Congratulations on your upcoming graduation! That is an accomplishment to be proud of, especially amid all of this.
I’m a ’23, and after a whole year away from Dartmouth, I’m super excited for the upcoming summer on campus. I know sophomore summer is supposed to be this amazing term, but because I’ve really only had two normal terms on campus, I feel like I’m not aware of many of the sophomore summer staples. What are some of the typical bucket list items? Are there any hidden gems I can’t miss?

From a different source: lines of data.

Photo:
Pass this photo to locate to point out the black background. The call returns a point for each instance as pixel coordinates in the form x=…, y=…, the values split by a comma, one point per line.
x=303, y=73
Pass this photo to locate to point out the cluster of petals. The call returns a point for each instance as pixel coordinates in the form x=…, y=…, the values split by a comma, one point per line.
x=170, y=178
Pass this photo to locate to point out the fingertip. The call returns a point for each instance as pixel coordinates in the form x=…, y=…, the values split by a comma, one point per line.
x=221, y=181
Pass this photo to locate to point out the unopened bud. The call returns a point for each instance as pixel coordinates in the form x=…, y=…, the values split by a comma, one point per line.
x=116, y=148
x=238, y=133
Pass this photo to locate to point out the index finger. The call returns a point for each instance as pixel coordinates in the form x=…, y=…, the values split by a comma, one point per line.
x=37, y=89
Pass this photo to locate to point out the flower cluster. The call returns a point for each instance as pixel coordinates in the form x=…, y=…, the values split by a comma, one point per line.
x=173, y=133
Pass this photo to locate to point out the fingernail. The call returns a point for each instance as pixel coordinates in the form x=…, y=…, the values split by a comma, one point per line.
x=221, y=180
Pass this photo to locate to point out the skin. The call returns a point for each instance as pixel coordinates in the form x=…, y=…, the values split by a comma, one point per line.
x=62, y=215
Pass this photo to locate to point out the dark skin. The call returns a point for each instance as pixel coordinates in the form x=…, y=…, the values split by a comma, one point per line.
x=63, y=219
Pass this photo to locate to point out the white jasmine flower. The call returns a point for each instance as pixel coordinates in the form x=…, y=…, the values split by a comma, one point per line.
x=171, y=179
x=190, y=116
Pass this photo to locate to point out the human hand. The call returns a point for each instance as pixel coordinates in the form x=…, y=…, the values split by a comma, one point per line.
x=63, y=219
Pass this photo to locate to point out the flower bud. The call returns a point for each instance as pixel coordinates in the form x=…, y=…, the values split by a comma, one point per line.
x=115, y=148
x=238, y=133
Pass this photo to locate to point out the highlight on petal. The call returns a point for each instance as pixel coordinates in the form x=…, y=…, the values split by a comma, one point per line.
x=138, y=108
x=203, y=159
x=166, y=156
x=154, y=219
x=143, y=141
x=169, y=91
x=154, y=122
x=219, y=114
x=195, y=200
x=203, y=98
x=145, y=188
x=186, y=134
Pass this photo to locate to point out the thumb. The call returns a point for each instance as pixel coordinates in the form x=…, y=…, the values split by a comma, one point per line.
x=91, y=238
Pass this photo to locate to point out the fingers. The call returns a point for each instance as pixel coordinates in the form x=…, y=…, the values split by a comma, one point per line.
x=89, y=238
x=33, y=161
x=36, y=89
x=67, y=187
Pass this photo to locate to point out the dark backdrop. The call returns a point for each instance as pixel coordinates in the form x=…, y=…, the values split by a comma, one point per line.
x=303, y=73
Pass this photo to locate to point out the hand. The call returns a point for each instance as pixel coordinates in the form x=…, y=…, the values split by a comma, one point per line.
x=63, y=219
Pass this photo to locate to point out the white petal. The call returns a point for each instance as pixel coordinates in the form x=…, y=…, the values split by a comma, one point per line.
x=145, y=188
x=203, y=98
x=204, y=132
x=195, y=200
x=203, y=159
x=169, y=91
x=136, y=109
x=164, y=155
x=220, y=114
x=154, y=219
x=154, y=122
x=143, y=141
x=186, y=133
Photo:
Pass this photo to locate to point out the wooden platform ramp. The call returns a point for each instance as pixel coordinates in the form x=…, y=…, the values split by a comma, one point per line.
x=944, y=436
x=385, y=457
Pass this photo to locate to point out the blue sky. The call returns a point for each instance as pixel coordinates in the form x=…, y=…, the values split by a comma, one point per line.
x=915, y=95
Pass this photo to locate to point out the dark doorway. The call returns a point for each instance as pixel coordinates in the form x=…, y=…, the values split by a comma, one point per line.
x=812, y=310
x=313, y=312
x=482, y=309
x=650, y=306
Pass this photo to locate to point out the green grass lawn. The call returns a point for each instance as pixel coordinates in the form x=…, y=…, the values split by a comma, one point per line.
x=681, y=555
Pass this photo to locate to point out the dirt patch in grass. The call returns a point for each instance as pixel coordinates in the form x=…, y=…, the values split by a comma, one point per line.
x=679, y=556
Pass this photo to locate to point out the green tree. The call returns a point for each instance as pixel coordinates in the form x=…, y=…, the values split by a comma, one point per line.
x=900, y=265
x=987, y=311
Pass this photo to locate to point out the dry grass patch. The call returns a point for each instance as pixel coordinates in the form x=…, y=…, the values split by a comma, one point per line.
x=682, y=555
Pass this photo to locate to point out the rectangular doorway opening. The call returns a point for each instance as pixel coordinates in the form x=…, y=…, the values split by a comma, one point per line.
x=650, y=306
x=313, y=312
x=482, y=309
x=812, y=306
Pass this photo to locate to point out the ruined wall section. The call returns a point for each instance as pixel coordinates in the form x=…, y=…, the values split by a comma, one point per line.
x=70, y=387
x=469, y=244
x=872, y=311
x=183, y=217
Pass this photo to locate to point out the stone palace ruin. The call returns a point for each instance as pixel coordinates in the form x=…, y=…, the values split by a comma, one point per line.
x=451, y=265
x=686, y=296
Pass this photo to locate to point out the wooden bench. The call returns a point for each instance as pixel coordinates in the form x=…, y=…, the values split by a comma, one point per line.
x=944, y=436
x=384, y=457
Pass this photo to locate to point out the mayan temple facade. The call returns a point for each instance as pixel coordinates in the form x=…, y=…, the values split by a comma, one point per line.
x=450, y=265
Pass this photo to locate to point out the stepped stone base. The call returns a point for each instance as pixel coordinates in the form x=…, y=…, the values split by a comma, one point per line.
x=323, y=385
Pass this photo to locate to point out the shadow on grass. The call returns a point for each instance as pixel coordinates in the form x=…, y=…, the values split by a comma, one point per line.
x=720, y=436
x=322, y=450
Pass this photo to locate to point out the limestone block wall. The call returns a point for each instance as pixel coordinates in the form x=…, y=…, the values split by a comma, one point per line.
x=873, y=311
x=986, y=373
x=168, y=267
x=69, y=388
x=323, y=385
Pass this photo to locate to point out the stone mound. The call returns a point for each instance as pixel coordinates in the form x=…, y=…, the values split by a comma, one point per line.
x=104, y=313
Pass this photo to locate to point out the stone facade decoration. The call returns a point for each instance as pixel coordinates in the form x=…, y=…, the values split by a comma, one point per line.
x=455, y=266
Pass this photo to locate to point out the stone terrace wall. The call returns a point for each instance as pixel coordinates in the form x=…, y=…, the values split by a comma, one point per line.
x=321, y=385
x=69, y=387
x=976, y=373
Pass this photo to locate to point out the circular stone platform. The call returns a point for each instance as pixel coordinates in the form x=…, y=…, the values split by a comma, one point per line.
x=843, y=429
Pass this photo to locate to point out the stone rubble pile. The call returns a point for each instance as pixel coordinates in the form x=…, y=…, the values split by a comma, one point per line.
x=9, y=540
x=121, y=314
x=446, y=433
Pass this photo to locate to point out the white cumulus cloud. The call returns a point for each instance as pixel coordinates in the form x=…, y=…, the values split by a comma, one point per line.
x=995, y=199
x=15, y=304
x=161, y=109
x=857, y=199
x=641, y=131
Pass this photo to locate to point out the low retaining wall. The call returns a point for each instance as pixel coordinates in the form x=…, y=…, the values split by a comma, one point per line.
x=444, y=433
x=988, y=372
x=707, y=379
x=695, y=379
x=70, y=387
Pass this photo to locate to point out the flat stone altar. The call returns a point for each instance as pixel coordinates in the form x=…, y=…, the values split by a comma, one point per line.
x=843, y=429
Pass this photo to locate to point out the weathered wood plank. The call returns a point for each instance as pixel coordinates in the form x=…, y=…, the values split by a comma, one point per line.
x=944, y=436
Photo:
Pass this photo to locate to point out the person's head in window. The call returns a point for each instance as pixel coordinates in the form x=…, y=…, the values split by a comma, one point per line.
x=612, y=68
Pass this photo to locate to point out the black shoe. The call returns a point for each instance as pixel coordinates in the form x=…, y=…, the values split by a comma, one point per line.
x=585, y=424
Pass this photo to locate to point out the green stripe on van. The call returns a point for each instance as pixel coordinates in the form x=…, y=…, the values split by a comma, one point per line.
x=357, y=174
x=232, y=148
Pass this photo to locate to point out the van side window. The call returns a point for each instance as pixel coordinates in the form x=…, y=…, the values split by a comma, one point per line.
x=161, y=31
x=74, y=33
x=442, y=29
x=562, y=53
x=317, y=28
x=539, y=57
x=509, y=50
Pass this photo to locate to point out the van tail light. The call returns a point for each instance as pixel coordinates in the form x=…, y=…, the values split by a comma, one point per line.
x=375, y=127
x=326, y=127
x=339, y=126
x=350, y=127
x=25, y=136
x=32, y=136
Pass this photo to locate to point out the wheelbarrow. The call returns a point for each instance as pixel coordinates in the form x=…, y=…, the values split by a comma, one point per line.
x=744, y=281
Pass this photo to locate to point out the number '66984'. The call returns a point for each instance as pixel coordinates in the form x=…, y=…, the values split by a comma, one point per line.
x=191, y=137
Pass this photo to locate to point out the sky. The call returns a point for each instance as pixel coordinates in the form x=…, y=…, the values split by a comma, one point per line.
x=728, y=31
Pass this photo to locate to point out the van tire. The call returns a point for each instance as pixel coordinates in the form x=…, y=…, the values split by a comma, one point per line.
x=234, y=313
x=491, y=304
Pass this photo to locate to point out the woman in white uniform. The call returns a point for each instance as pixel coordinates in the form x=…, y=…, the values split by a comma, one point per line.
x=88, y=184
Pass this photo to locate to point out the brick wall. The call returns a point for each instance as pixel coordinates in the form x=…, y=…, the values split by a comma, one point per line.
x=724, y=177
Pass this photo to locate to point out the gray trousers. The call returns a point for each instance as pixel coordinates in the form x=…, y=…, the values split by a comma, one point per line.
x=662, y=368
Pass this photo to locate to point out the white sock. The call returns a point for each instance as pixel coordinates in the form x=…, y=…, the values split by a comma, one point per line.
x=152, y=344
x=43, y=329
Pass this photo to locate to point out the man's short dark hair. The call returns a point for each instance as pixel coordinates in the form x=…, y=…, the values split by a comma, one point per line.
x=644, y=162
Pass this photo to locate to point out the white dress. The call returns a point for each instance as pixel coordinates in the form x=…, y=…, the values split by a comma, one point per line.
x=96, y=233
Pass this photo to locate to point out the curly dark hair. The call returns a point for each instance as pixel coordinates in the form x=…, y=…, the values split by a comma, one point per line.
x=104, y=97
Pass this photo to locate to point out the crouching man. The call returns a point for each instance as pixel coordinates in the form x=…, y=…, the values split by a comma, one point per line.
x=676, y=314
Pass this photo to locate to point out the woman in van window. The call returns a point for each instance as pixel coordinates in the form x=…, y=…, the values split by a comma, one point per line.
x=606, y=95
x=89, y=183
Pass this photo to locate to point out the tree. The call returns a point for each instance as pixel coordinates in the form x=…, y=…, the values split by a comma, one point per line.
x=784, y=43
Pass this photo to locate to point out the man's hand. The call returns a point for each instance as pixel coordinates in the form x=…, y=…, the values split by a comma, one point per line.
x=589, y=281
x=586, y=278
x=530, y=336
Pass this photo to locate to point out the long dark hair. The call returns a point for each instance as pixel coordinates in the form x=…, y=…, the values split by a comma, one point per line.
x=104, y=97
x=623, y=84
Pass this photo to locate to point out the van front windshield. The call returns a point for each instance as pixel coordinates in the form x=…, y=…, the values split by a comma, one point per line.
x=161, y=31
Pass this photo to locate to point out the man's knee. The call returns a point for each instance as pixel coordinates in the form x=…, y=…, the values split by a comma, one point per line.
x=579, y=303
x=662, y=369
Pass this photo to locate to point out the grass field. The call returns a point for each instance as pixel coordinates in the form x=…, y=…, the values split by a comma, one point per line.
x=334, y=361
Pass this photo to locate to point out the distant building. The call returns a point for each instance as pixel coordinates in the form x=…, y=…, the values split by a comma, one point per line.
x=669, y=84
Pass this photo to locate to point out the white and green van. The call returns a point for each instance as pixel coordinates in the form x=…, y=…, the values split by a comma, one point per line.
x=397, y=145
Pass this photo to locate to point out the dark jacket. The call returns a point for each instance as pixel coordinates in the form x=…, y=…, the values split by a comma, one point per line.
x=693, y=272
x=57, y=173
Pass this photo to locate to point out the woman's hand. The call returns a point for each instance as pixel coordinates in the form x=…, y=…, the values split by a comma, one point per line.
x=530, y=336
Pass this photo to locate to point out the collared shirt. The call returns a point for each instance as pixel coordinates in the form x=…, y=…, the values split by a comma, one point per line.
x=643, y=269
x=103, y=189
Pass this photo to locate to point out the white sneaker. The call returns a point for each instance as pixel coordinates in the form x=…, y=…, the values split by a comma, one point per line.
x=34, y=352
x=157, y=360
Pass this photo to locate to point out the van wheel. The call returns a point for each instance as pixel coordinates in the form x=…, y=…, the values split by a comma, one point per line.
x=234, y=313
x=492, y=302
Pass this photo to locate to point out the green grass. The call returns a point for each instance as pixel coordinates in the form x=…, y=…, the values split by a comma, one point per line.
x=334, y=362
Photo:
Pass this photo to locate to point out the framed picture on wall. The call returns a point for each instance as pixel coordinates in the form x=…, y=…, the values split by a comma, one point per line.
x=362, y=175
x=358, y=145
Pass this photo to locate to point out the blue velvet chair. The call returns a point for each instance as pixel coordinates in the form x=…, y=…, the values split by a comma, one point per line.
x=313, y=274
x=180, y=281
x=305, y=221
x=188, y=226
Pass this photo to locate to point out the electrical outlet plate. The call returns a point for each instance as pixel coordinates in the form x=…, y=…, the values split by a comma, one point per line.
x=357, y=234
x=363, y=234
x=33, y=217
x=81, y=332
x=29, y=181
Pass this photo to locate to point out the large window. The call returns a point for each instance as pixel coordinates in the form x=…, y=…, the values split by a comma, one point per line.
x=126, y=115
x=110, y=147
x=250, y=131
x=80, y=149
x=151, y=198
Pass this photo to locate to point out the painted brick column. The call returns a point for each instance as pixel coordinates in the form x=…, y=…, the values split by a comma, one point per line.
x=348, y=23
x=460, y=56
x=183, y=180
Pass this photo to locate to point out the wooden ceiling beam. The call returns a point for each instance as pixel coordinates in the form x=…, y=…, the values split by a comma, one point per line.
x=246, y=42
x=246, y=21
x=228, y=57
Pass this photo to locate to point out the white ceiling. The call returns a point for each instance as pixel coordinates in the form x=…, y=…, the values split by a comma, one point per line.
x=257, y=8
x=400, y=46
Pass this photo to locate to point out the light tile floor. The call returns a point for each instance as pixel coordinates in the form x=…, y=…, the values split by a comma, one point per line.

Oh, sophomore summer. The quintessentially “Dartmouth” term, always the subject of much anticipation and — dare I say it — sometimes the subject of over-hype. That’s not to say it isn’t amazing; for many of us, it is. Just don’t worry if it isn’t perfect — if you don’t or can’t do everything I’m about to suggest or if your interests lie outside of these recommendations. That being said, here are my sophomore summer must-dos and hidden gems:
Must do: swimming, boating and paddle boarding on the Connecticut River (rentals out of the Ledyard boathouse); hiking Mount Cardigan; watching masters (if COVID-19 protocols allow); joining a summer dance group; taking a layup; stargazing on the golf course. And I’d be remiss if I didn’t recommend darties, or parties in the daytime. If COVID-19 allows, Hit. Them. All.
A potentially less common recommendation is to get a Zipcar subscription if you won’t have access to a car on campus. There is so much to be seen in the area that’s just too far to walk to, and having a car will really transform your summer.
But my number one “hidden gem” suggestion for sophomore summer is to ask your professors for restaurant recommendations. Especially these days, when outdoor dining is the name of the game, you need to get out and try some new spots. You can ask students, too, but the recommendations I have gotten from professors have truly been on another level. Many of them have lived in the area for years and frequent restaurants that students often don’t hear about. From my professors over the years, I’ve learned of Cloudland Farm (farm-to-table three-course dining), Samurai Soul Food (Asian fusion and more), Stella’s (Italian) and so many more. With these recommendations and your aforementioned car, you will be introduced to a whole new Upper Valley during 21X. Have a great summer!